Havalar -17 dereceye kadar soğumadan, sonra tekrar ısınıp tekrar tekrar soğumadan çok önce ben Berlin'e ilk kez adım attığımda, o zamanlar bana o denli yabancı ve karışık görünen sokaklardan beni sonbahar yapraklarıyla kaplı geniş güzel bir caddedeki görkemli bir altbau'nun önüne getirip burada oturuyorum dediğinde, merdivenler odaya açıldığında ve ben o kırmızılı siyahlı, bizim için hep biraz karanlık, biraz hüzünlü odayı çok sevdiğimde, bazen duvarında asılı aynaya dalıp gittiğimde hep ileri bakmış, hep ileriyi düşünmüştüm, ama bugünü değil. Bugünün geleceğini hiç düşünmemiştim. Üzerinden neredeyse bir sene geçti, Kollwitz sokaklarından Kreuzberg sokaklarına taşındık, November'ı Özkan Bakerei'ı terk edip Simirna'dan Sarumma'dan çıkmaz olduk. Yakışıklı Alman garsonların, Gürcü göçmenlerin çalıştığı kafelerden Trabzonlu amcanın Akçaabat köfte yaptığı köftecilere gidip çay içer olduk. Hindistan cevizli, portakallı kurabiyeler mi daha lezzetliydi Lübnan usulü dürümler mi bilmiyorum, ama Kollwitz Bakerei bir gün Cihangir'de açılmalı. Biz seninle Kerstin'in kurabiye tarifleri kitabının aynısını alıp malzemelerimizi "yurtdışından" getirtip kurabiyelerimizi pişirirken çocuklarımız pedalı olmayan tuhaf bisikletleriyle ortalıkta dolanmalı. Zihnimizin bir köşesinden arada bugünler geçmeli, gözlerimizin içi gülmeli.

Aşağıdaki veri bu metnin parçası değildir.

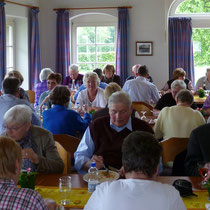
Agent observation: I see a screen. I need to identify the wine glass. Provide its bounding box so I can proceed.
[141,111,147,120]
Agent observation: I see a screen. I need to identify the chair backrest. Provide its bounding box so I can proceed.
[53,134,80,157]
[132,101,153,116]
[55,141,71,174]
[160,137,189,165]
[27,90,35,104]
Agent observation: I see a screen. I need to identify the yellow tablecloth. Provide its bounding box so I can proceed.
[35,186,91,208]
[182,191,210,210]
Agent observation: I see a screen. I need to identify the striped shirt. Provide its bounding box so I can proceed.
[0,178,48,210]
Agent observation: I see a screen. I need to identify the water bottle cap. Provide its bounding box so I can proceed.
[90,162,96,167]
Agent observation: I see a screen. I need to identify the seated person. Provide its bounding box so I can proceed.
[74,91,153,173]
[5,70,29,101]
[102,64,120,85]
[154,90,206,139]
[185,123,210,176]
[63,64,83,89]
[126,64,153,83]
[2,105,64,173]
[34,68,53,104]
[74,72,107,110]
[39,73,62,109]
[161,68,195,94]
[0,136,56,210]
[84,131,186,210]
[154,80,197,115]
[43,85,91,136]
[196,68,210,91]
[0,77,41,134]
[92,82,122,120]
[74,68,108,101]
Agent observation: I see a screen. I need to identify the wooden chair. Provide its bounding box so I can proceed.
[132,101,153,116]
[27,90,35,104]
[55,141,71,174]
[53,134,80,157]
[160,137,189,165]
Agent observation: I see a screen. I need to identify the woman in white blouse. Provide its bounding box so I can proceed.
[74,72,107,110]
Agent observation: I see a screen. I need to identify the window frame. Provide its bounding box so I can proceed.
[71,22,117,71]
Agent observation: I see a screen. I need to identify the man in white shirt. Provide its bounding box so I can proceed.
[84,131,186,210]
[123,65,160,104]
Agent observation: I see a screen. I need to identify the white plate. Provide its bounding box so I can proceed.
[83,170,120,183]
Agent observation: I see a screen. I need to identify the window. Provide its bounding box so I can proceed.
[74,24,116,74]
[6,22,14,72]
[170,0,210,83]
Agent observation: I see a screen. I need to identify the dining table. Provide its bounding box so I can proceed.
[36,173,209,210]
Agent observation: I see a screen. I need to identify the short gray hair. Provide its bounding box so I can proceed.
[83,72,100,87]
[4,104,32,124]
[176,89,194,106]
[108,91,132,108]
[171,79,187,90]
[69,64,79,72]
[39,68,54,82]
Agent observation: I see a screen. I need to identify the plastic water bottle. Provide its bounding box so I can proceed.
[88,162,99,193]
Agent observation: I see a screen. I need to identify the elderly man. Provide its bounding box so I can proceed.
[74,91,153,173]
[185,123,210,176]
[123,66,160,104]
[154,90,206,139]
[126,64,153,83]
[2,105,64,173]
[154,80,197,115]
[196,68,210,91]
[0,78,41,133]
[63,64,83,89]
[0,137,56,210]
[84,131,186,210]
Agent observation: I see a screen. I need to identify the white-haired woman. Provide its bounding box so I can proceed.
[2,104,64,173]
[34,68,53,104]
[75,72,107,110]
[63,64,83,89]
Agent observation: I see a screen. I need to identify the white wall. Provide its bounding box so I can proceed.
[37,0,172,88]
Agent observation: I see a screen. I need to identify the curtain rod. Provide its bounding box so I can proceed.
[53,6,132,11]
[3,0,39,9]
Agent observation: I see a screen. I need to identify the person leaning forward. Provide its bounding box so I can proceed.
[74,91,153,173]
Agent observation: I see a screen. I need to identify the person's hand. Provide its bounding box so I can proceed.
[44,198,57,210]
[91,155,104,169]
[22,148,39,164]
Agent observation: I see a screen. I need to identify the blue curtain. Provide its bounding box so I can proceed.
[56,10,70,79]
[29,9,41,90]
[116,8,129,85]
[169,17,194,82]
[0,2,6,89]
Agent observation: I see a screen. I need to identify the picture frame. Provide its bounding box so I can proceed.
[136,41,153,56]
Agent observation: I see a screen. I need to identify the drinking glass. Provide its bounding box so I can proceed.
[59,176,71,205]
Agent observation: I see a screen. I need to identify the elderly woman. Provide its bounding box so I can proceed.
[154,89,206,139]
[43,85,91,136]
[92,82,122,120]
[102,64,120,85]
[39,73,62,109]
[161,68,194,93]
[63,64,83,89]
[34,68,53,104]
[2,105,64,173]
[5,70,29,101]
[75,72,107,110]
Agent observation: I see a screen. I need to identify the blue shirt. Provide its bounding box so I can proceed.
[74,117,132,174]
[0,94,41,134]
[74,82,108,101]
[43,105,92,136]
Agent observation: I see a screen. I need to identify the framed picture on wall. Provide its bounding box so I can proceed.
[136,41,153,56]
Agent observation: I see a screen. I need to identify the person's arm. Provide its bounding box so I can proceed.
[185,130,204,176]
[37,132,64,173]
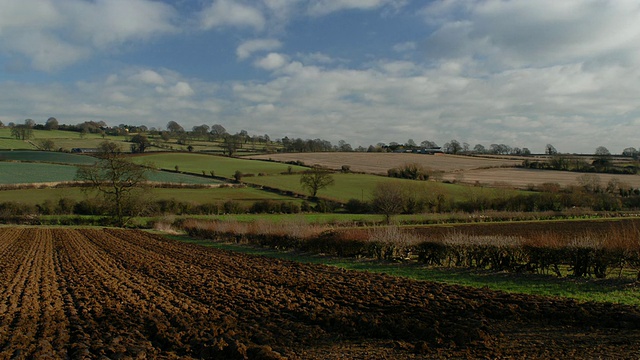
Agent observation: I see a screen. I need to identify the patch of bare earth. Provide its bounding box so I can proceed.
[443,168,640,188]
[0,228,640,359]
[251,152,640,188]
[251,152,522,175]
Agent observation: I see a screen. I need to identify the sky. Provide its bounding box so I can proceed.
[0,0,640,154]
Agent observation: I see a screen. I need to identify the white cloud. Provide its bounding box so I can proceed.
[422,0,640,68]
[0,0,177,72]
[393,41,418,52]
[236,39,282,60]
[308,0,404,16]
[131,69,165,85]
[200,0,266,30]
[169,81,195,97]
[255,53,288,71]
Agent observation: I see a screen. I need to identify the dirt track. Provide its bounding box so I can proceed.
[0,228,640,359]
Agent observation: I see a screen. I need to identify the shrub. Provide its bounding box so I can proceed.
[345,199,371,214]
[387,163,429,180]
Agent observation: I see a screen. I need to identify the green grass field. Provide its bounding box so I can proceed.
[0,162,222,184]
[0,162,76,184]
[242,174,522,202]
[132,153,307,179]
[174,236,640,306]
[0,128,129,151]
[0,150,96,165]
[0,187,301,205]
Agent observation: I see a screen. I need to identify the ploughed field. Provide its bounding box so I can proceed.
[0,227,640,359]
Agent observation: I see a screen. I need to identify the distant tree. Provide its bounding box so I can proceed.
[11,124,33,140]
[473,144,487,154]
[44,117,60,130]
[338,140,353,152]
[389,141,400,151]
[39,139,56,151]
[167,120,184,134]
[442,140,462,155]
[222,134,242,156]
[550,153,570,170]
[76,141,147,226]
[192,124,209,139]
[209,124,227,139]
[160,131,171,142]
[131,134,151,153]
[592,146,611,171]
[420,140,438,149]
[595,146,611,156]
[371,181,406,224]
[576,174,602,193]
[300,166,335,198]
[622,147,638,159]
[233,170,243,182]
[176,132,189,145]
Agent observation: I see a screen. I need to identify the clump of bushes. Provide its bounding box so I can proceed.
[387,163,429,180]
[183,221,640,278]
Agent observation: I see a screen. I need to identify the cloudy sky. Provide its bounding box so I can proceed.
[0,0,640,153]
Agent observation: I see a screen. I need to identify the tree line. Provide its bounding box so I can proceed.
[0,117,640,158]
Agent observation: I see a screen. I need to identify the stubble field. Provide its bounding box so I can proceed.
[0,227,640,359]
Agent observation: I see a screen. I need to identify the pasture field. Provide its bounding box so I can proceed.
[0,187,299,205]
[443,168,640,189]
[0,137,36,150]
[0,162,76,184]
[182,235,640,307]
[0,162,222,184]
[0,128,129,150]
[251,152,522,175]
[0,227,640,359]
[0,151,96,165]
[132,153,306,179]
[242,173,518,202]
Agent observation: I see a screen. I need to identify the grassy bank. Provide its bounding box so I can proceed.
[169,236,640,306]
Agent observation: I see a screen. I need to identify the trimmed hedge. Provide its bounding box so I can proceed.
[184,223,640,279]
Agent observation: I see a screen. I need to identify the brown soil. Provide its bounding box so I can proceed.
[251,152,640,188]
[0,228,640,359]
[251,152,522,175]
[443,168,640,188]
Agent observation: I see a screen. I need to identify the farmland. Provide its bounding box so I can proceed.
[0,227,640,359]
[0,162,221,184]
[251,152,522,175]
[133,153,306,178]
[251,153,640,189]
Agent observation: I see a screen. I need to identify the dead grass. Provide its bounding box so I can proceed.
[251,152,522,175]
[443,168,640,189]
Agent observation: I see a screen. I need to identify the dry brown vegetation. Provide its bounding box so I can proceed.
[443,168,640,188]
[251,152,522,175]
[0,228,640,359]
[252,152,640,188]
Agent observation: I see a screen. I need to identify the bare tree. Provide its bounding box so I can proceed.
[372,181,405,224]
[300,166,335,198]
[76,141,147,226]
[44,117,60,130]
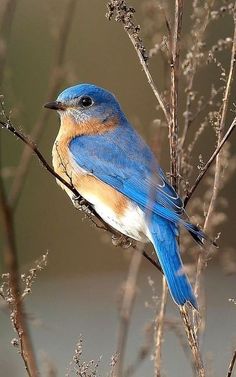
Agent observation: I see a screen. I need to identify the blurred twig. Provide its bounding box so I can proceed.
[116,244,143,377]
[9,0,78,209]
[0,115,162,272]
[184,118,236,207]
[169,0,183,191]
[0,0,16,87]
[179,0,214,152]
[227,350,236,377]
[179,306,205,377]
[0,154,38,377]
[154,275,168,377]
[107,0,170,123]
[194,5,236,334]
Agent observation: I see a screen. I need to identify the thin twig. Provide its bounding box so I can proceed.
[184,118,236,207]
[9,0,77,209]
[0,155,39,377]
[179,306,205,377]
[0,119,163,273]
[154,275,168,377]
[169,0,183,190]
[0,0,16,87]
[193,5,236,338]
[116,244,143,377]
[107,0,170,123]
[227,350,236,377]
[179,1,214,152]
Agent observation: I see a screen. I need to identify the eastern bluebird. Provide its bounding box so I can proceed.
[45,84,205,308]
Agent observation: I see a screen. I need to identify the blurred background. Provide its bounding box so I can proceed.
[0,0,236,377]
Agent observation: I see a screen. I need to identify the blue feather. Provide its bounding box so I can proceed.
[149,215,197,309]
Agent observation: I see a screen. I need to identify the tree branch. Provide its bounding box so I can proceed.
[9,0,77,209]
[0,148,39,377]
[0,119,162,272]
[184,117,236,207]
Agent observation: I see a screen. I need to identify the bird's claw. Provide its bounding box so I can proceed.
[111,234,132,249]
[72,195,93,215]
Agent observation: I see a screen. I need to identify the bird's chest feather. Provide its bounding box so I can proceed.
[52,133,146,241]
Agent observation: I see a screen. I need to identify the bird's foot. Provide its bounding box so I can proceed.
[111,234,133,249]
[72,195,93,215]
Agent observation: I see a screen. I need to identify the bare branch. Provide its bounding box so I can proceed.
[0,119,162,272]
[0,154,39,377]
[107,0,170,123]
[0,0,16,87]
[169,0,183,190]
[179,306,205,377]
[227,350,236,377]
[154,275,168,377]
[9,0,77,209]
[116,245,143,377]
[184,118,236,207]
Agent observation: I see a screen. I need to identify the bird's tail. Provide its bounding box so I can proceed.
[149,216,197,309]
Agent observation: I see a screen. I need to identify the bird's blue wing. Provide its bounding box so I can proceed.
[69,124,208,244]
[69,126,183,223]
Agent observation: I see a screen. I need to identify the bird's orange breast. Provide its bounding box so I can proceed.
[52,114,129,216]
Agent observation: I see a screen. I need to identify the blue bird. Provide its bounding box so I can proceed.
[45,84,205,308]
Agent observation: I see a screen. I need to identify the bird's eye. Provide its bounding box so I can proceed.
[79,96,93,107]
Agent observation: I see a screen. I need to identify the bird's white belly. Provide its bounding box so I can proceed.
[80,189,149,242]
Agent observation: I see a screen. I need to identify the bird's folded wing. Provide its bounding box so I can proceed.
[69,133,183,223]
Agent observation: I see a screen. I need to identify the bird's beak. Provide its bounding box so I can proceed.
[44,101,66,110]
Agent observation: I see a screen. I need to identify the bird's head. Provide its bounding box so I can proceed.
[44,84,124,129]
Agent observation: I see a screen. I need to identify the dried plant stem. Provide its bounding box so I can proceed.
[0,119,162,272]
[184,117,236,207]
[169,0,183,189]
[179,4,211,152]
[107,0,170,123]
[127,31,170,123]
[179,306,205,377]
[195,9,236,328]
[227,350,236,377]
[154,275,168,377]
[0,166,39,377]
[0,0,16,87]
[9,0,77,209]
[116,244,143,377]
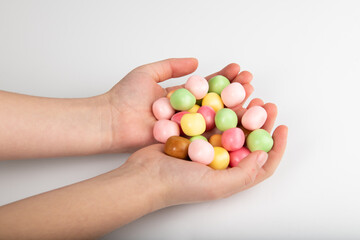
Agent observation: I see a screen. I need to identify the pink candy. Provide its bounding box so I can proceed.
[221,128,245,151]
[221,82,246,107]
[152,97,175,120]
[241,106,267,131]
[197,106,216,131]
[188,139,215,165]
[185,75,209,99]
[230,147,250,167]
[153,119,180,143]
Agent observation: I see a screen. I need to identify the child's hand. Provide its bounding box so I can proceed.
[104,58,253,152]
[123,99,287,208]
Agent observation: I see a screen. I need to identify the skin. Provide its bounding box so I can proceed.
[0,58,287,239]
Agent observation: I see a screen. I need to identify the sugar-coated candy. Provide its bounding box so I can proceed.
[188,104,200,113]
[221,82,246,107]
[215,108,238,131]
[209,75,230,95]
[229,147,250,167]
[246,129,274,152]
[201,92,224,112]
[152,97,175,120]
[180,113,206,136]
[153,119,180,143]
[170,88,196,111]
[164,136,190,159]
[209,134,222,147]
[185,75,209,99]
[221,128,245,151]
[189,135,208,142]
[241,106,267,131]
[209,147,230,170]
[188,139,215,165]
[197,106,216,131]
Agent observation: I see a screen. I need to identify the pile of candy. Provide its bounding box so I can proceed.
[152,75,273,169]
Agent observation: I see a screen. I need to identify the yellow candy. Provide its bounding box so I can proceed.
[188,104,200,113]
[202,92,224,112]
[180,113,206,136]
[209,134,222,147]
[209,147,230,170]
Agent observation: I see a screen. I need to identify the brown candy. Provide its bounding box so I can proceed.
[164,136,190,159]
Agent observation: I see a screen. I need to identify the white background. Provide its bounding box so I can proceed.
[0,0,360,239]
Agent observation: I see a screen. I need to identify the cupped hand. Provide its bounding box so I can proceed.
[104,58,253,152]
[123,99,287,207]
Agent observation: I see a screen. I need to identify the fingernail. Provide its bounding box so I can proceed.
[256,151,268,167]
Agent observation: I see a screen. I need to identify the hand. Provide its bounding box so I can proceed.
[123,99,287,207]
[100,58,253,152]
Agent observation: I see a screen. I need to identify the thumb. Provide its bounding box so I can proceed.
[215,151,268,196]
[133,58,198,82]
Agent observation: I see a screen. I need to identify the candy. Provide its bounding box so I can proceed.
[164,136,190,159]
[189,135,208,142]
[221,82,246,107]
[230,147,250,167]
[185,75,209,99]
[189,139,215,165]
[201,92,224,112]
[241,106,267,130]
[153,119,180,143]
[221,128,245,151]
[215,108,238,131]
[209,147,230,170]
[246,129,274,152]
[188,104,200,113]
[209,134,222,147]
[180,113,206,136]
[152,97,175,120]
[209,75,230,95]
[197,106,216,131]
[170,88,196,111]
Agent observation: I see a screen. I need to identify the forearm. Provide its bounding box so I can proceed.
[0,91,111,159]
[0,164,161,239]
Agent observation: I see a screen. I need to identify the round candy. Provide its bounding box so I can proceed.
[189,139,215,165]
[197,106,216,131]
[189,135,208,142]
[188,104,200,113]
[153,119,180,143]
[246,129,274,152]
[170,88,196,111]
[209,134,222,147]
[185,75,209,99]
[230,147,250,167]
[221,82,246,107]
[180,113,206,136]
[209,75,230,95]
[241,106,267,130]
[164,136,190,159]
[201,93,224,112]
[215,108,238,131]
[209,147,230,170]
[221,128,245,151]
[152,97,175,120]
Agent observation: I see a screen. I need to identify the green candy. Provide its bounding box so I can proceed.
[246,129,274,152]
[170,88,196,111]
[189,135,208,142]
[209,75,230,95]
[215,108,238,131]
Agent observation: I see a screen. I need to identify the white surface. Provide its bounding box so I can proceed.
[0,1,360,239]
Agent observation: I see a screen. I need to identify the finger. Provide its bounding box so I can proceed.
[262,103,277,133]
[205,63,240,81]
[215,151,268,197]
[133,58,198,82]
[233,71,253,84]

Nerede başladık, nelerden geçtik, bak şimdi nerede bırakacağız. Bırakacak mıyız ki? Yolculuğumuzun en bohem dönemine beraber kahkahalar atarak eşlik ettik. En çok o parkta anladık galiba birbirimizi, kendimizi, bir de o kanal kenarındaki kafede.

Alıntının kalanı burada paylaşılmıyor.